Call someone like me into the room to start the thumping :) Seriously though like others have said, know the code status and do your ABC's. While if you pull the code button tons of people get running into the room, I HIGHLY recommend you participate in as much as you possibly can. It is a truly amazing experience and once you do it the first time, you are that much more comfortable the next time it happens.

i know that you need to know your patient before you get in the room - however, before i began properly working with a patient (this is our first clinical rounds in a long term facility), i was briefly introduced to him. at that time, i hadn't looked at a chart/mar yet and had no idea if he was a dnr client (in hindsight he's not). i did have the instructor with me, who seemed very aware of his status. but if, hypothetically, i was sent in alone just to introduce myself and found my patient in the condition being discussed in this thread and did not know his dnr status, would it be irresponsible not to attempt some cpr until someone on the code team came and notified me not to resuscitate?

according to what i know so far (yes, we're merely halfway through our first semester:o), rescusitating someone with a dnr order constitutes battery. would i be held liable in that situation?

A - Airway (is there something stuck?)

B- Breathing - You already checked this, which is how you know they're not breahting

C - Circulation, check their pulse.

You obviously wouldn't start CPR if they have a pulse.

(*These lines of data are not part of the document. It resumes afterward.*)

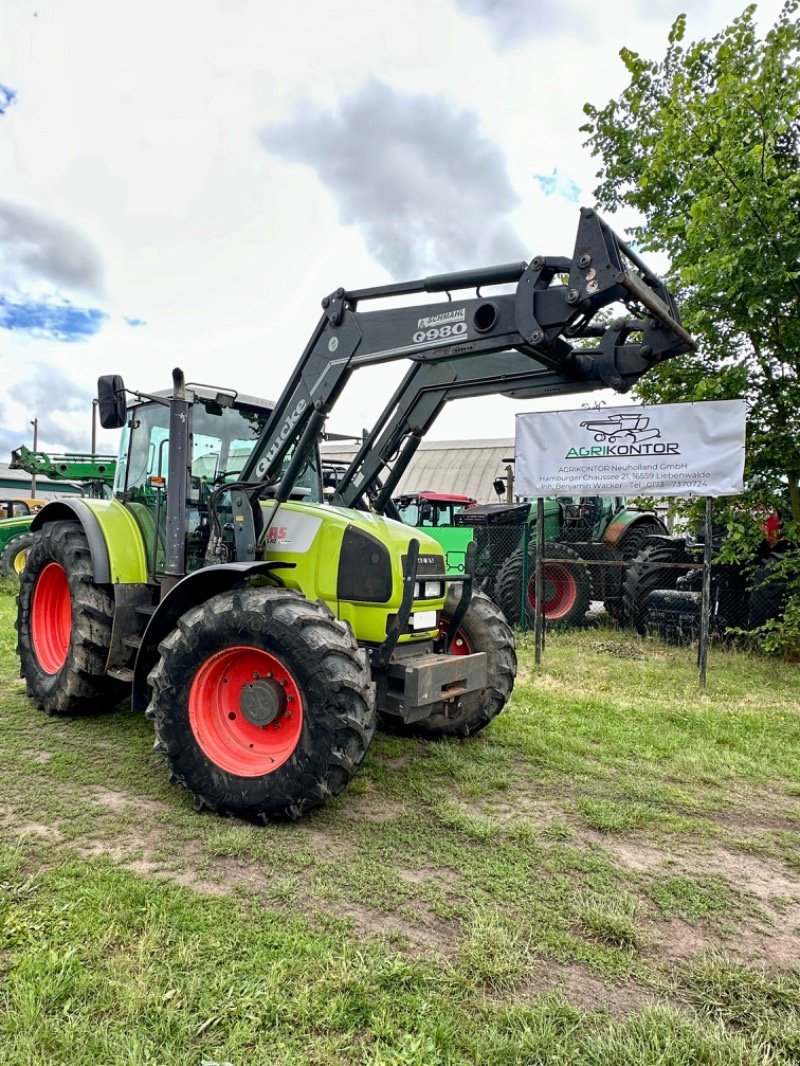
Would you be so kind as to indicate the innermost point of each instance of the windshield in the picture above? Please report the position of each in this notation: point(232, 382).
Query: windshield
point(222, 439)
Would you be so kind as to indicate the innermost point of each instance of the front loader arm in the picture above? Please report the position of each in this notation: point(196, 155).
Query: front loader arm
point(541, 320)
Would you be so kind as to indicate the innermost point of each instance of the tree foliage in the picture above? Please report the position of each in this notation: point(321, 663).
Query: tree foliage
point(705, 146)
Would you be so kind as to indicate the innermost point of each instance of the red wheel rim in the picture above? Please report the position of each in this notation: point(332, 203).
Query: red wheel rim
point(461, 645)
point(232, 693)
point(560, 592)
point(51, 618)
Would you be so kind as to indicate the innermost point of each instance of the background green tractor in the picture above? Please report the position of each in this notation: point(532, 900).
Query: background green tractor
point(94, 472)
point(589, 542)
point(435, 513)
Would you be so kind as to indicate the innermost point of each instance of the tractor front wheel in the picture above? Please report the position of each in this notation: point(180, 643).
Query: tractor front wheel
point(64, 626)
point(568, 586)
point(262, 704)
point(482, 629)
point(14, 555)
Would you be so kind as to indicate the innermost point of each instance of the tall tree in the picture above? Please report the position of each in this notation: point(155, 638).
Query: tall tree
point(705, 145)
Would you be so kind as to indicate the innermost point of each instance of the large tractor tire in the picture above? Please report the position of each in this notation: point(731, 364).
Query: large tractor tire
point(568, 586)
point(14, 555)
point(262, 704)
point(64, 626)
point(650, 570)
point(672, 614)
point(633, 542)
point(482, 629)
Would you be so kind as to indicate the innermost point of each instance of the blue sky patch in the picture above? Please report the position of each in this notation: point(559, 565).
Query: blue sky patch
point(53, 321)
point(558, 184)
point(8, 96)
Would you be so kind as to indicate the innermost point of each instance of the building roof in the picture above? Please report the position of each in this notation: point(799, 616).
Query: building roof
point(447, 466)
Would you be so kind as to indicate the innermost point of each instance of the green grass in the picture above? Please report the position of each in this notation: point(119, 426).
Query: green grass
point(608, 874)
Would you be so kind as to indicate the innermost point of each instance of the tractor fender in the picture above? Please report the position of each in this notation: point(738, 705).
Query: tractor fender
point(114, 539)
point(191, 591)
point(627, 520)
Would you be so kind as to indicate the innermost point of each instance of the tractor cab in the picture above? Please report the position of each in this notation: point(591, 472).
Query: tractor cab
point(435, 510)
point(223, 429)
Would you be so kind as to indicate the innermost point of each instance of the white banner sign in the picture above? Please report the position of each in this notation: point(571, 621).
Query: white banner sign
point(675, 449)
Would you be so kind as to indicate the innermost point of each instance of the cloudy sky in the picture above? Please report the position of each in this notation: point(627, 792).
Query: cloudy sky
point(182, 180)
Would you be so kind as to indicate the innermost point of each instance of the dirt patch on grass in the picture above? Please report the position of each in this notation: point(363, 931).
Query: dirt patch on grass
point(372, 807)
point(117, 802)
point(38, 757)
point(588, 992)
point(426, 935)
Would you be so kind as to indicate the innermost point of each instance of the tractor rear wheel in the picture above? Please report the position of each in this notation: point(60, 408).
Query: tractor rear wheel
point(64, 626)
point(483, 628)
point(262, 704)
point(14, 555)
point(633, 542)
point(650, 570)
point(568, 586)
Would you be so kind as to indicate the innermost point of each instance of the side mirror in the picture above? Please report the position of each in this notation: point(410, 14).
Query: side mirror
point(111, 402)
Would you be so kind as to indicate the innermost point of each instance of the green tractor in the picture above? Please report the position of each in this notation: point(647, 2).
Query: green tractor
point(95, 472)
point(435, 514)
point(589, 544)
point(261, 628)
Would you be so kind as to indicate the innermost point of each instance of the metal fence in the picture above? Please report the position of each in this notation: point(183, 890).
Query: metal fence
point(673, 587)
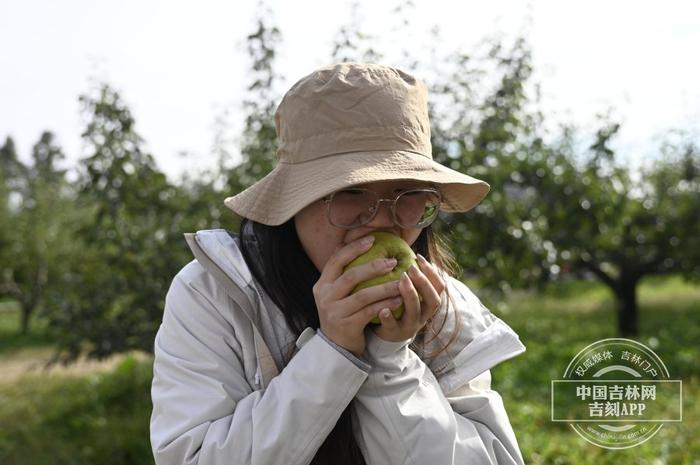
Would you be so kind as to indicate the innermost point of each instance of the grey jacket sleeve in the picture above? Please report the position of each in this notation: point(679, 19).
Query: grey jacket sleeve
point(205, 411)
point(406, 415)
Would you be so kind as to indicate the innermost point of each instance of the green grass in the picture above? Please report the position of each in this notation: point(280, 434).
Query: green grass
point(103, 418)
point(99, 419)
point(10, 338)
point(556, 326)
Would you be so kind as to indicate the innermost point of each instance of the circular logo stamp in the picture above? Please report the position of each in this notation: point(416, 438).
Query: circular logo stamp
point(616, 393)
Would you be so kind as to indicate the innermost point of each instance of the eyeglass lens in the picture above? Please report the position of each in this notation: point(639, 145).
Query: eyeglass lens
point(355, 207)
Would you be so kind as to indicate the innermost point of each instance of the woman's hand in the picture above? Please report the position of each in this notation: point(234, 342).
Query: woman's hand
point(424, 281)
point(343, 315)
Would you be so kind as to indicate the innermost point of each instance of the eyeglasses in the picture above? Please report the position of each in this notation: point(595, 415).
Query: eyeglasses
point(354, 207)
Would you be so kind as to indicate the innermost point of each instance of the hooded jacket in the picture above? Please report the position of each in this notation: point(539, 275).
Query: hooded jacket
point(222, 394)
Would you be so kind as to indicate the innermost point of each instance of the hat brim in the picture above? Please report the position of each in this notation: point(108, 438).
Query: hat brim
point(288, 188)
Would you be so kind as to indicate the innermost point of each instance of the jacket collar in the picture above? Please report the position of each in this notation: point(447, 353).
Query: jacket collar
point(223, 249)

Well, not entirely true....they need to have an adequate pulse. Meaning, if their pulse is like 10 or 20 bpm, you'd most likely still start CPR. The same for once you defib someone, if they do happen to regain a pulse from the defib, you still continue CPR for 2 minutes, you don't just stop cuz they have a pulse....but this is all semantics.

But, here's my thoughts on finding that person not breathing:

1.) Ensure they are not breathing (try to arouse them, etc.)

2) Call for help (yell into the hall, hit the code blue, etc) --> Whoever comes should come with the defib, monitor, etc.

3) Use an Ambu bag to give 2 breaths

4) Check for a pulse

5) If no pulse, Begin compressions

I am pretty sure that even as a student nurse, it is still our duty to do CPR...We are all BLS certified. I personally performed CPR as a student, but never had to initiate it, but I was able to do it when the situation arose.